After the end of yesterday's FOMC meeting at 2pm, the Fed released a statement that was rather dovish in tone. Most Wall Street analysts had been expecting an interest rate hike in March, but the Fed refrained from saying this directly and simply stated that rates would rise "soon". Even the Fed's so-called "dot-plot" chart showed its policy rate only rising to 2.1% by the end of 2024 (although some former Fed officials have said that rates would have to rise closer to 4% to curb inflation). Equities responded to this news with a sharp surge at 2:00 pm, but later comments by Fed Chairman Jerome Powell were more hawkish. He suggested that there WOULD be a rate hike in March and warned that Fed policy won't always be accommodative. Powell's hawkish statements were enough to turn the market back down, and by the end of the day all three indices had lost all of their early gains. Interest rates remained unchanged (near zero) which was expected, but the Fed remained steadfast in its commitment to move away from its easy policy stance (and that means the imminent raising of interest rates and a continued tapering of its bond buying program).
Today equity markets started off with a rally, but at the time of this writing they are headed back down. We are entering another major reversal zone for the broad stock market (and other markets) tomorrow - Jan. 28 - Feb. 16. (This is a wide reversal zone with potential pivot points on Feb. 3 and Feb. 7.) It seems like this market could be headed to a major bottom in this reversal zone (i.e. over the next 3 weeks). There are no strong signs of a bottom yet, so we will continue to hold our short position in the NASDAQ.
In yesterday's blog on gold and silver I wrote:
"A normal sub-cycle correction is due in both gold and silver ether this week or next. Today, gold made a new weekly high but silver did not which creates bearish divergence between the two metals. A significant correction in gold could start now (silver has already moved down from last Thursday's high). These cycles are young (only 6 weeks old) and potentially quite bullish longer-term.. We will watch for buy spots in both metals this week and next as long as prices don't fall too low. Good corrective targets to buy could be around $1800 in gold and $23 in silver."

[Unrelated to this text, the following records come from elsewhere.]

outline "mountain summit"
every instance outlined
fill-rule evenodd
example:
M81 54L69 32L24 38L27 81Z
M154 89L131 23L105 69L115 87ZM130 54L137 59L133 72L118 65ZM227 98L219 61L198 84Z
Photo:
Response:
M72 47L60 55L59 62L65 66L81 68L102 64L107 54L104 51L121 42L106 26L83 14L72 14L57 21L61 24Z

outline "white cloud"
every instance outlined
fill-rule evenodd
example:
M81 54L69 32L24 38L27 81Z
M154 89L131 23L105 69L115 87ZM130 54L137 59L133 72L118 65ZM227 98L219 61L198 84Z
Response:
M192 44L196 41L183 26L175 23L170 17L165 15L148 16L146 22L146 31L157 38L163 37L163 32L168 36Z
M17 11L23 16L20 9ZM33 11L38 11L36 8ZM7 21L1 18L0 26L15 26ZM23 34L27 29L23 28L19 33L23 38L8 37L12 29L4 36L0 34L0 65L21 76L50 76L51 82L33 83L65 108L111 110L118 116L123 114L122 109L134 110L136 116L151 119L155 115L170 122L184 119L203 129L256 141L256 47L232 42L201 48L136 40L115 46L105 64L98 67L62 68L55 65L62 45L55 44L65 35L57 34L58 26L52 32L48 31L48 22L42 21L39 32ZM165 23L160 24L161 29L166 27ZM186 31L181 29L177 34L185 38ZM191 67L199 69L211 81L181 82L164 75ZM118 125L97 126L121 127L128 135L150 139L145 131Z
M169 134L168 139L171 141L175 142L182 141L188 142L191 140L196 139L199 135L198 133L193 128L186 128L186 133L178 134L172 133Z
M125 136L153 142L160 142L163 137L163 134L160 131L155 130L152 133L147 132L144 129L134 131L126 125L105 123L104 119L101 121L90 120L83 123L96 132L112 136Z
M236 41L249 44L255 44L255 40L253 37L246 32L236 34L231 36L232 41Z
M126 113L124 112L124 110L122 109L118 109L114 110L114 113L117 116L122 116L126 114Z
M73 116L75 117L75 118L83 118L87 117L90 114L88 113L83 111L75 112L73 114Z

The correction is underway. Today gold broke below $1800 and silver below $23. This strong price drop was triggered by today's strong surge up by the U.S. dollar (the result of yesterday's hawkish rhetoric from the Fed). We are now entering another reversal zone specifically for the precious metals (Jan. 27 - Feb. 4). We should be watching for a bottom to buy over the next several trading days, as long as gold can stay above $1759 and silver above $21.44. An ideal set-up would be for gold or silver (but not both) to make a new weekly low early next week for a case of intermarket bullish divergence inside our new reversal zone. We will stay on the sidelines for now.
Crude oil made yet another new weekly high today at $88.54 (March contract chart). I'm still not sure if Monday's low at $81.90 qualifies as a significant sub-cycle dip. If it was, prices could be quite bullish now, but if not, a deeper corrective low is due (possibly this week). Either way, we are now entering a major reversal zone for all markets (as mentioned above for equities) as well as a reversal zone specifically for crude coming up next week (Feb. 1 - 8). That suggests that another top and another correction is imminent. Hopefully, it will be deeper than Monday's dip and give us a potential spot to buy. We will stay on the sidelines of crude for now.